Pamela Collins is the Bloomberg Centennial Professor and Chair of the Department of Mental Health at the Johns Hopkins Bloomberg School of Public Health. Through research, education, and practice, the department applies public health approaches to reduce the burden of mental disorders and associated determinants in populations around the world. Prior to this role, she was professor of Psychiatry & Behavioral Sciences and Professor of Global Health at the University of Washington (UW). There, she also served as executive director of I-TECH, a global health implementing center in the Department of Global Health that partners with ministries of health to bring public health interventions to scale through a multi-country network spanning 5 continents. She directed the UW Consortium for Global Mental Health and was associate director of the UW Behavioral Research Center for HIV.
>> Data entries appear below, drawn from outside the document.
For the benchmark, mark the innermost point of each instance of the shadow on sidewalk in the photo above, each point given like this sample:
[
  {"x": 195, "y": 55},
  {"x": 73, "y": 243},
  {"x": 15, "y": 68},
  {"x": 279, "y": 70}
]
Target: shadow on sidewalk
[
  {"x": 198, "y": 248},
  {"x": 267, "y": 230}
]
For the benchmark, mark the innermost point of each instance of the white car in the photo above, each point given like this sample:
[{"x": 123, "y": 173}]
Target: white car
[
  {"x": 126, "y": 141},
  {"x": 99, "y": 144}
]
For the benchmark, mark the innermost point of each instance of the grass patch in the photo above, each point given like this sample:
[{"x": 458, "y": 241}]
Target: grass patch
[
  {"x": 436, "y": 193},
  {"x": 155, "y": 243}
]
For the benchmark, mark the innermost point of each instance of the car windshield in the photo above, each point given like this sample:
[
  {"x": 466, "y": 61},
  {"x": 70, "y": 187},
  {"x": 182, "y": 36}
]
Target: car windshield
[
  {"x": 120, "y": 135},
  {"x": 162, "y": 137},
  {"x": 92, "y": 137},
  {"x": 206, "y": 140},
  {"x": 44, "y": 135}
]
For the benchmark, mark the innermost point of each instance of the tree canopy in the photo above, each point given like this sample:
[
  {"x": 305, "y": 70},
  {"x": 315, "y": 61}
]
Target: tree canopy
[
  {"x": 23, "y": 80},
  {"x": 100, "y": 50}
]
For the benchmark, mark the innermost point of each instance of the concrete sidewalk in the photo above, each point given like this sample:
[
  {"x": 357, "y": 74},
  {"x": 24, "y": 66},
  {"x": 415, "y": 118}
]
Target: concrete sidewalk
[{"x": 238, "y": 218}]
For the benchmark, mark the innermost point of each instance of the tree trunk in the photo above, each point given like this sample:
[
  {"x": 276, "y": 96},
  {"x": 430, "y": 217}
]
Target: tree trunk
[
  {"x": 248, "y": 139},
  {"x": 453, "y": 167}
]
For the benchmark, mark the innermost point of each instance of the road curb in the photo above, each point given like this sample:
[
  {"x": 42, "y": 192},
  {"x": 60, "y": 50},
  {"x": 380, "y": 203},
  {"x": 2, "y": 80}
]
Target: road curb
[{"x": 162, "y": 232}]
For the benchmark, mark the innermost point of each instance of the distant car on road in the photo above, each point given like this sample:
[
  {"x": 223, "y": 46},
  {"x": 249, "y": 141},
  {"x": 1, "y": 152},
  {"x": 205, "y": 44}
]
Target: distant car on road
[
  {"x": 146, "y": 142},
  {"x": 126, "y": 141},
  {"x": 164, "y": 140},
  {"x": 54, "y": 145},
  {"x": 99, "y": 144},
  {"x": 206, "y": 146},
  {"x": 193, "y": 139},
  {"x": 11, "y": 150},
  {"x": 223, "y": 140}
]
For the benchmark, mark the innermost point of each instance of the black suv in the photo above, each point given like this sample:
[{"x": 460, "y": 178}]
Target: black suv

Dr. Collins has served the mental health field in numerous capacities. She was director of the Office for Research on Disparities & Global Mental Health and the Office of Rural Mental Health Research at the National Institute of Mental Health (USA). Her leadership led to the launch of research initiatives to extend mental health services in Africa, Asia, Latin America, and the Middle East, as well as research to reduce mental health disparities among diverse racial and ethnic groups and Indigenous communities in the United States.
She is currently a commissioner for the second Lancet Commission on adolescent health and wellbeing, she chairs the American Psychiatric Association’s Council on International Psychiatry and Global Health, she is lead editor of Global Mental Health Reforms in the journal, Psychiatric Services, and she co-chairs the scientific advisory board of Connecting Climate Minds, an initiative that aligns action at the intersection of climate change and mental health. Her research focuses on the intersections of mental health and HIV care in the US and sub-Saharan Africa, the effects of intersectional stigma on HIV risk and outcomes, and the mental health needs of urban adolescents in diverse settings. She and her colleagues recently published the article "Making Cities Mental Health Friendly for Adolescents and Young Adults" in Nature.
Dr. Collins completed her medical training at Weill Cornell University Medical College; her residency training and post residency fellowship at the College of Physicians and Surgeons of Columbia University and the New York State Psychiatric Institute; and she received fellowship training in cultural psychiatry and medical anthropology in the Department of Social Medicine at Harvard Medical School. She graduated from the Mailman School of Public Health with a master’s in public health and joined the faculty of the Department of Psychiatry and the Department of Epidemiology at Columbia University upon completion of her training.
Dr. Collins enjoys urban hiking, is an avid reader, and an improv amateur.